Interestingly, this exact strategy could be devised in shared environments, in which CoreDNS is usually deployed: given that the forwarder's source port never changes, an unprivileged, co-located container on the same node of the forwarder could exploit the way the container ports are NAT'ed to the host. Without loss of generality, for example, a container instance of an image defined with a Dockerfile of the form:

FROM alpine
EXPOSE 32000-40000/udp
ENTRYPOINT /bin/sh

when run with the -P option, will make the runtime engine map all of the specified ports to host's ports sourced from the host's ephemeral port range. The host source ports do not seem to be picked in a random way: indeed, only the first port will be randomly picked, whereas all the others are progressively decremented from the latter:

$ docker port $(docker ps -q) | sort -n -t'/' -k1
32000/udp -> 0.0.0.0:48970
32001/udp -> 0.0.0.0:48969
32002/udp -> 0.0.0.0:48968
32003/udp -> 0.0.0.0:48967
32004/udp -> 0.0.0.0:48966
32005/udp -> 0.0.0.0:48965
32006/udp -> 0.0.0.0:48964
32007/udp -> 0.0.0.0:48963
32008/udp -> 0.0.0.0:48962
32009/udp -> 0.0.0.0:48961
32010/udp -> 0.0.0.0:48960
32011/udp -> 0.0.0.0:48959
...
39997/udp -> 0.0.0.0:40973
39998/udp -> 0.0.0.0:40972
39999/udp -> 0.0.0.0:40971
40000/udp -> 0.0.0.0:40970

This behavior mimics that of prominent NAT devices (including Iptables NAT), and could be used as a modern source port de-randomization primitive, which helps the attacker to restrict the available ephemeral ports to smaller ranges, whereas the static, persistent connections of the CoreDNS forwarder may extend the time window for a cache-poisoning attack indefinitely.
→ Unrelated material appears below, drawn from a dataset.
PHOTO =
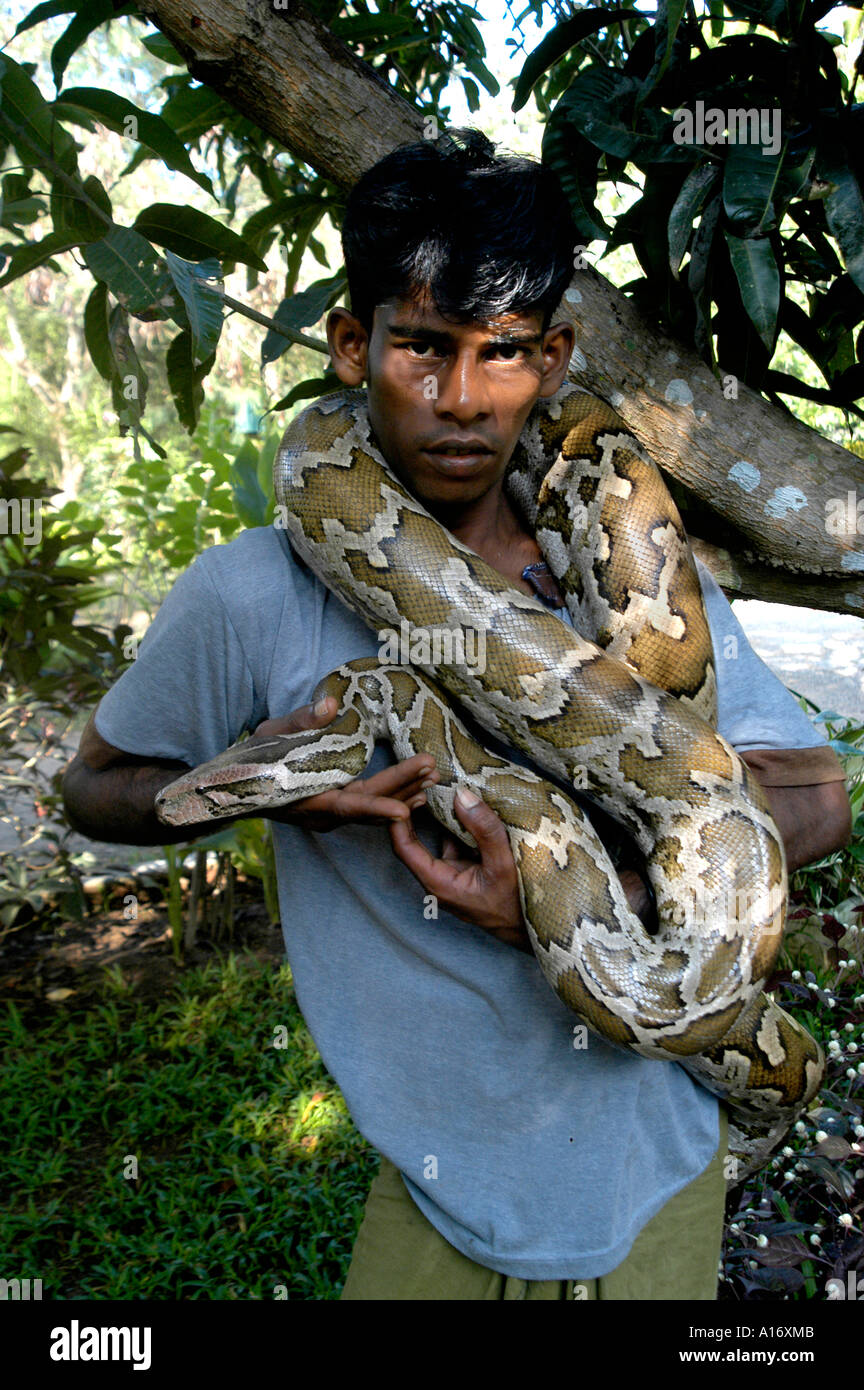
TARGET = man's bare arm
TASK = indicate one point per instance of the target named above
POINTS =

It is important to mention that the de-randomization scenario above is only one example where an unprivileged attacker could reduce their guessing efforts. The crux of the matter is that the persistent connection gives the attacker a reasonably long time window during which they could send multiple forged responses with several different transaction IDs, and only those, once the source port is unveiled. There is indeed a huge difference between a random source port allocated for each new connection and which lasts only a few seconds, and a single static port that, although selected randomly, hardly ever changes.

To recap:

A possible mitigation strategy which would not radically affect the connection caching mechanism could be to simply try to detect Id enumeration attempts: after a certain amount of different message Ids for the same response are collected, the connection is either destroyed or the forwarder switches to TCP. It seems that Cloudflare uses this to mitigate injected spoofed replies to their resolvers, despite their predisposition to long-lived connections.
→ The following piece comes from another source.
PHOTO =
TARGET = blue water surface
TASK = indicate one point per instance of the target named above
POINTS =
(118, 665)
Presently, CoreDNS forwarder only verifies that the transaction Id of the reply matches that of the former request:

 plugin/forward/connect.go
...
        for {
                ret, err = pc.c.ReadMsg()
                if err != nil {
                    ...
                }
                // drop out-of-order responses
                if state.Req.Id == ret.Id {
                        break
                }
        }

Whichever reply carrying the right Id comes first, it might eventually succeed in poisoning the forwarder cache.